Graduate school will not fill your void but will only delay the inevitable.  Once you’ve achieved all you possibly can within an academic spectrum, you will realize the worst thing of all – That you have missed Life.  And you will realize all the things you made time for and thought were important only caused you anxiety, frustration, debt, and grey hair.  Then you will slowly fall into yourself and realize you don’t know who you are, who your friends are, what you’re doing here, and the job (if you end up finding one) you swore would provide everything for you and be the answer to all your problems, you will realize that that job is not enough.  And you will be older and feel the weight of time tightening its grip around your throat.
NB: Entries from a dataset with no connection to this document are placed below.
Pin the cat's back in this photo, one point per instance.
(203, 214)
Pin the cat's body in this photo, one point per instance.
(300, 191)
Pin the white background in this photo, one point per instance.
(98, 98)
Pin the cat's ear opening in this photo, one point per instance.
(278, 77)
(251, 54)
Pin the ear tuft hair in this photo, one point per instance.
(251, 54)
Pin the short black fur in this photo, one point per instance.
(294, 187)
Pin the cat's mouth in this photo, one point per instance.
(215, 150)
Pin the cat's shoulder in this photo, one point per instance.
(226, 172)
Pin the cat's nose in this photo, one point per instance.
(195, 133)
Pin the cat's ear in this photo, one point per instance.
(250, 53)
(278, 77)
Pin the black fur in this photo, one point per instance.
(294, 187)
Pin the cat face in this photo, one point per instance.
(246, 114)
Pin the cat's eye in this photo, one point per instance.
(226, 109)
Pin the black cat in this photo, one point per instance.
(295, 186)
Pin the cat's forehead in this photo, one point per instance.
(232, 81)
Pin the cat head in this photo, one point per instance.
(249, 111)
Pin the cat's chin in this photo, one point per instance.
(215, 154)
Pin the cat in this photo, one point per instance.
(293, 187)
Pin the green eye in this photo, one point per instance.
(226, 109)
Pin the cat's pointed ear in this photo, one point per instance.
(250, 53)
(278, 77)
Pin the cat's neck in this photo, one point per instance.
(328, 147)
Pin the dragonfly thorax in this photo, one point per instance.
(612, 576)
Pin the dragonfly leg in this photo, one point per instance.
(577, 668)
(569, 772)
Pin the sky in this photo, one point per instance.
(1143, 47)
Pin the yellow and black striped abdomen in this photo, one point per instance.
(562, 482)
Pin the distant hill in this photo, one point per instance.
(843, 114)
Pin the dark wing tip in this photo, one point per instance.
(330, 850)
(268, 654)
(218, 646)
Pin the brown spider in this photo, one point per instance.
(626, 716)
Now more than ever is the time to self-discover, read, and be alone for awhile.  To hell with the system we live in. Let us meditate on ourselves, learn as much as we can (without the burden of papers and tests), and shape the future to display positivity, togetherness, and love.  Those three things unite like no other.  Enough of chasing the broken American Dream that died with Gatsby, enough with ignoring our loved ones, enough with staying inside when the sky is so blue.  Let’s breathe and ask ourselves what our soul is really yearning for.  Let’s not suppress it with empty promises and the hollow shell of graduate school.